Si ce marché vous intéresse, explorez les projets réalisables selon votre budget, et si vous souhaitez être guidé de la recherche du bien à la remise des clés (licence comprise), découvrez notre accompagnement personnalisé.
Questions fréquentes
Airbnb est-il plus rentable à Bali ou au Japon ?
À tarif de nuitée équivalent (~200 €), Kyoto affiche 52,1 % d'occupation contre 37,5 % à Canggu et un revenu annuel moyen par annonce supérieur de 49 % (34 042 $ contre 22 855 $, données AirROI 2025-2026). En net après impôt, l'écart se creuse encore : l'Indonésie taxe les loyers du non-résident à 20 % du brut, le Japon impose le revenu net.
Un étranger peut-il être pleinement propriétaire d'une villa à Bali ?
Non, jamais : la pleine propriété (Hak Milik) est réservée aux citoyens indonésiens par la loi agraire de 1960. Un étranger n'a accès qu'au bail leasehold de 25-30 ans, dont la valeur tend vers zéro, ou à des montages via société PT PMA. Au Japon, à l'inverse, un étranger même sans visa achète terrain et bâti en pleine propriété perpétuelle.
Quel est le taux d'occupation réel d'un Airbnb à Canggu et à Kyoto ?

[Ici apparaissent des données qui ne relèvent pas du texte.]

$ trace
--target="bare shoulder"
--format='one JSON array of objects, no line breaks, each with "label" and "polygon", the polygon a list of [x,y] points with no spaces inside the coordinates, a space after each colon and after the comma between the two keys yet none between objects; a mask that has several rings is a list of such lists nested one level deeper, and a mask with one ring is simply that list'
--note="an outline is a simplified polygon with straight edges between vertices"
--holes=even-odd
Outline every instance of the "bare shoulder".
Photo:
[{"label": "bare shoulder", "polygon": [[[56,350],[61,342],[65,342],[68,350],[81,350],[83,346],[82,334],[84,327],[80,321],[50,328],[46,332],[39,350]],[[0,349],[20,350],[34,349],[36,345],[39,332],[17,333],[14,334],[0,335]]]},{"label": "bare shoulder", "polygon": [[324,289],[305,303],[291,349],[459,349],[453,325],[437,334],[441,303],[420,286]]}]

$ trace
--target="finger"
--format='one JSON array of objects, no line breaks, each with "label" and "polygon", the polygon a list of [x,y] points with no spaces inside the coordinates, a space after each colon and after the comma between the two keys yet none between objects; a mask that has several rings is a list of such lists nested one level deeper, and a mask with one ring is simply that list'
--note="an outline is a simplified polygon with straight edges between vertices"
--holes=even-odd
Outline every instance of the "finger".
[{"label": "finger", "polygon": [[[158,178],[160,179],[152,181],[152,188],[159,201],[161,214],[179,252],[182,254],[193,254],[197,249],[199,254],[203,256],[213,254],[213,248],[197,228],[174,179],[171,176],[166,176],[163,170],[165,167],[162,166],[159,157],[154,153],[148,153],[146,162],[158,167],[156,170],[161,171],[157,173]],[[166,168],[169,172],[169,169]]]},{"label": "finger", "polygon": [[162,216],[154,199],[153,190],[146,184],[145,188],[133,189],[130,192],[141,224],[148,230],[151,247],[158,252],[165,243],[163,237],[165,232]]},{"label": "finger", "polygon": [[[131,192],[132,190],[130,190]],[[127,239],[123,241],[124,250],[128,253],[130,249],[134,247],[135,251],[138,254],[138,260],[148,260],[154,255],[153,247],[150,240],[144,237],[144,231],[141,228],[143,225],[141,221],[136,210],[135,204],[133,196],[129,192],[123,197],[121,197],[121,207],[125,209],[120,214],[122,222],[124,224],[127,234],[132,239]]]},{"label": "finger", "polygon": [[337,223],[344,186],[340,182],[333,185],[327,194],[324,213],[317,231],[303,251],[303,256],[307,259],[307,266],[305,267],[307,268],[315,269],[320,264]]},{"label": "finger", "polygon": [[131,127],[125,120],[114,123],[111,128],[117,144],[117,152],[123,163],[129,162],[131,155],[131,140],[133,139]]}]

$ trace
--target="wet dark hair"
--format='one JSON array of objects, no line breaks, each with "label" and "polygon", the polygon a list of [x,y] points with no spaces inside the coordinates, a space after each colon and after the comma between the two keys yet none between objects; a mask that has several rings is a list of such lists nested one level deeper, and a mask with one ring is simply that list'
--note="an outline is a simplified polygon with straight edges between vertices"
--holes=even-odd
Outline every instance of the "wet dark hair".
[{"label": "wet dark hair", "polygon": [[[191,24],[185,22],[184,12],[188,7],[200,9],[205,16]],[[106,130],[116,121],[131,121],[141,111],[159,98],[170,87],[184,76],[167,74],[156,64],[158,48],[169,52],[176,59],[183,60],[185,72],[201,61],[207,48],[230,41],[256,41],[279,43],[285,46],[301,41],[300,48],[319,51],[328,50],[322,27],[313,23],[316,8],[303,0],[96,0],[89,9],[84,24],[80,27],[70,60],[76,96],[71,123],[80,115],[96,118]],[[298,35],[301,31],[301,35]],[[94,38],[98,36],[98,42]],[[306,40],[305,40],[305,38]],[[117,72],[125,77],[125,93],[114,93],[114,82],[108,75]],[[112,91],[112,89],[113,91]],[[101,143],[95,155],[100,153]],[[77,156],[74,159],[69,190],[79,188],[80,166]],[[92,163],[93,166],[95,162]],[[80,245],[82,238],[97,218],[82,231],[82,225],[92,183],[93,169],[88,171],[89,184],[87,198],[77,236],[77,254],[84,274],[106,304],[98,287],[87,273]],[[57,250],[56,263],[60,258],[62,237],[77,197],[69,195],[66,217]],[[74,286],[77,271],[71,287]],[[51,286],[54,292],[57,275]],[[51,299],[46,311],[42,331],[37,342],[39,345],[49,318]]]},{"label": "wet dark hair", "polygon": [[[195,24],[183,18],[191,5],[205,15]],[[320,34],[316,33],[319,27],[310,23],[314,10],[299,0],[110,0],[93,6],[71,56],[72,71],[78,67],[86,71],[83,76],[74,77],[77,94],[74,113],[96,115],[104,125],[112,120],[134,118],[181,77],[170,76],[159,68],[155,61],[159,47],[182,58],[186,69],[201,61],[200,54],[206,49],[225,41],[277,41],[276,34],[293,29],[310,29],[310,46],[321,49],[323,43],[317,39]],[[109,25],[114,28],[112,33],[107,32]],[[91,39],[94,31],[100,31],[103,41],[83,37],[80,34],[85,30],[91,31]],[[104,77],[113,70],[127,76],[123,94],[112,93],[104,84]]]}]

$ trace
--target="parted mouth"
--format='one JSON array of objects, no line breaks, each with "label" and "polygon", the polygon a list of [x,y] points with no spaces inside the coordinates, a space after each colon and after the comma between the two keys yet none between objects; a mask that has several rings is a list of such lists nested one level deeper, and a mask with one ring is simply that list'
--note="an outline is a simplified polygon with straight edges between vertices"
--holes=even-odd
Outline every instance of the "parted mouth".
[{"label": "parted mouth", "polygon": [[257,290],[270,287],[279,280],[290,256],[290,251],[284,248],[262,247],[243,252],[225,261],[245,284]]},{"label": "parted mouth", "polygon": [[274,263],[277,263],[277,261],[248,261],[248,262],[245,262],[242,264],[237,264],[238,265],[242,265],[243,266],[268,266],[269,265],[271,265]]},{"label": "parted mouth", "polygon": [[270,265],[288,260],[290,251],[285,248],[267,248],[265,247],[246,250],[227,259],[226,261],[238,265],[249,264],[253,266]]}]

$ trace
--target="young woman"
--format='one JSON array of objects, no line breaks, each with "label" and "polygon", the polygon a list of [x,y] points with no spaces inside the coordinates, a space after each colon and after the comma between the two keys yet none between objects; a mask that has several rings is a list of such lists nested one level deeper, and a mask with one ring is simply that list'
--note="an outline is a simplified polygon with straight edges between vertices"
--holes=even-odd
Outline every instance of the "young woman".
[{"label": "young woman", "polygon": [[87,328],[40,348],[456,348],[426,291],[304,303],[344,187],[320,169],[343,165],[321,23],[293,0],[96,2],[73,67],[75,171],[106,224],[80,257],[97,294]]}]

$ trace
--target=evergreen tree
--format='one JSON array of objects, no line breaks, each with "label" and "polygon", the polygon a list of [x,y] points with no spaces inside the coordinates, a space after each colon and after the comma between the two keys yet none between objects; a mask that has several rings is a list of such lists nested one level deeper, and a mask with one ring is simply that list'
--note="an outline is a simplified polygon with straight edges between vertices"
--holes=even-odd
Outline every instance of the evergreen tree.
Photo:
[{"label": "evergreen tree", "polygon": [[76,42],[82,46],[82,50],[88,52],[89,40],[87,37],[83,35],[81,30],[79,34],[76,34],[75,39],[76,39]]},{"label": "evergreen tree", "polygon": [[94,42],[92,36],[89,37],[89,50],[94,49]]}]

Sur les 12 mois 2025-2026 et à méthodologie identique (AirROI), Canggu tourne à 37,5 % d'occupation moyenne et Kyoto à 52,1 %. Les sources qui filtrent les annonces peu actives (Airbtics) donnent ~63 % pour Bali et ~81 % pour Kyoto. Quel que soit le fournisseur, l'écart en faveur de Kyoto est de 14 à 18 points.
Quel budget pour une guesthouse licenciée à Kyoto ?
Les guesthouses machiya déjà licenciées démarrent autour de 31 M¥ (~207 000 €) en centre-ville, frais d'achat inférieurs ou égaux à 6 % en sus. Une machiya à rénover se trouve entre 10 et 40 M¥, avec une rénovation complète à budgéter entre 400 000 et 500 000 ¥/m². L'achat se fait cash pour un non-résident, le crédit japonais étant réservé aux résidents salariés au Japon.
Peut-on louer en courte durée toute l'année à Kyoto ?
Oui, mais uniquement avec la licence kan'i shukusho (hébergement simplifié, loi hôtelière), exploitable 365 jours par an. Le minpaku déclaré est plafonné à 180 nuits au niveau national, et Kyoto le restreint à environ 60 jours par an dans les zones résidentielles : d'où la domination de la licence hôtelière dans cette ville.
Comment sont imposés les loyers d'un non-résident à Bali et au Japon ?
En Indonésie, l'impôt PPh 26 prélève 20 % du loyer BRUT, sans charge déductible (parfois ~10 % via convention fiscale). Au Japon, après une éventuelle retenue de 20,42 %, l'imposition finale se calcule sur le revenu NET : charges déduites et bâti bois amortissable en 4 ans, l'impôt effectif tombe souvent sous 10 % du brut.
Acheter un bien à Bali ou au Japon donne-t-il un visa ?
Non, dans aucun des deux pays. L'achat immobilier n'ouvre aucun droit au séjour, ni en Indonésie ni au Japon. Les stratégies de visa (business manager, digital nomad, etc.) sont des démarches totalement distinctes de l'achat.